Ce qu’elles font : traiter le mal de tête. Ce qu’elles ne font pas : accélérer l’acclimatation. La différence est réelle : vous vous sentez mieux pendant que votre corps s’adapte exactement au même rythme.
Cela ne les rend pas inutiles, mais comporte un risque. Se sentir bien grâce aux antalgiques peut vous pousser à en faire plus que ce que le corps supporte, et masquer un symptôme qui mérite attention.
Feuilles de coca et maté de coca
Mâcher des feuilles de coca et boire du maté est l’approche andine traditionnelle, proposée partout, souvent gratuitement à la réception des hôtels.
Cela aide contre le mal de tête léger, la fatigue et la nausée, et beaucoup de voyageurs s’en trouvent réellement mieux. Ce que cela ne fait pas : prévenir le mal d’altitude ni remplacer l’acclimatation.
Deux remarques pratiques : la coca peut apparaître dans un test de dépistage, ce qui compte si votre métier en impose, et sortir des feuilles de coca du Pérou est illégal dans la plupart des pays.
L’oxygène
Hôtels, minibus de tour et cliniques de Cusco proposent de l’oxygène en bouteille. Le soulagement est immédiat, pendant quinze ou vingt minutes.
C’est un secours, pas un traitement. Le masque retiré, vous êtes de nouveau à 3 400 mètres avec la même adaptation à faire. Utile dans un mauvais moment, inutile comme stratégie.

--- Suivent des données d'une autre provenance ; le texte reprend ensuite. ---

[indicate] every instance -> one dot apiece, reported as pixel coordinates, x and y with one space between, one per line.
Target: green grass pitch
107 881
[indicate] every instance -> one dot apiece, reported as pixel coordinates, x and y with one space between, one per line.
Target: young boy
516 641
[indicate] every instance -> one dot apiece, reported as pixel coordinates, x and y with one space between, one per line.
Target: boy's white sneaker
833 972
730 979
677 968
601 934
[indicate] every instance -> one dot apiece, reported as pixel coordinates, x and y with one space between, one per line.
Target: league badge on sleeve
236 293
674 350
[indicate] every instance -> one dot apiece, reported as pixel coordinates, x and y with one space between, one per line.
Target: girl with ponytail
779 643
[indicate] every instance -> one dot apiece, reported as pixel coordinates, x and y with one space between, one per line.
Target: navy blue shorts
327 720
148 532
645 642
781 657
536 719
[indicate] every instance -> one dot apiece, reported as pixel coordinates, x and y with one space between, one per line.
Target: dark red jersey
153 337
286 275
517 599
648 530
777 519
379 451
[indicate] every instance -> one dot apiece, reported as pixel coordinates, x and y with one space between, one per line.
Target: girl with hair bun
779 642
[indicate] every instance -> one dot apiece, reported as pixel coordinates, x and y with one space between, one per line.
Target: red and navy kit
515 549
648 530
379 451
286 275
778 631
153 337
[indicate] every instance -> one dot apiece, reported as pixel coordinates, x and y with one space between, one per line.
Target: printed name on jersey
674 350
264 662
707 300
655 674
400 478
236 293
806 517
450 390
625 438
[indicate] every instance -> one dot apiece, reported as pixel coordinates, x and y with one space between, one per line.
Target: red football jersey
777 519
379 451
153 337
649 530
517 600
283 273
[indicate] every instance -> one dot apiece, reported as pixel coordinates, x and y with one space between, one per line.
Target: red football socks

Ce qui marche mieux que tout le reste
Arriver et ne rien faire pendant deux jours. Pas de trek, pas de Montagne aux Sept Couleurs, pas de longue excursion. C’est le plus efficace de la liste et cela ne coûte rien.
Boire plus d’eau qu’il ne semble nécessaire, manger plus léger que d’habitude en privilégiant les glucides, et éviter l’alcool les deux premiers jours. L’alcool en altitude sur un corps déshydraté frappe bien plus fort que prévu.
Dormir plus bas que l’altitude atteinte dans la journée, quand c’est possible. Une nuit dans la Vallée sacrée, vers 2 800 mètres, est une entrée en matière plus douce qu’une première nuit à Cusco.
Marcher lentement. Plus lentement que ce qui vient naturellement, surtout dans les escaliers. La plupart des maux de tête du premier jour viennent d’une montée avec les bagages juste après l’arrivée.
Quand s’arrêter et redescendre
Redescendez, et consultez, en cas d’essoufflement au repos, de toux avec expectoration mousseuse ou rosée, de confusion, de difficulté à marcher droit, ou d’un mal de tête qui ne cède ni au repos ni aux antalgiques.
Descendre ne serait-ce que de 500 mètres améliore en général rapidement la situation. Rien dans une pharmacie ne remplace cela, et aucun programme ne vaut qu’on l’ignore.
Revu en août 2026. Vérifiez les recommandations à jour avec votre médecin avant de partir.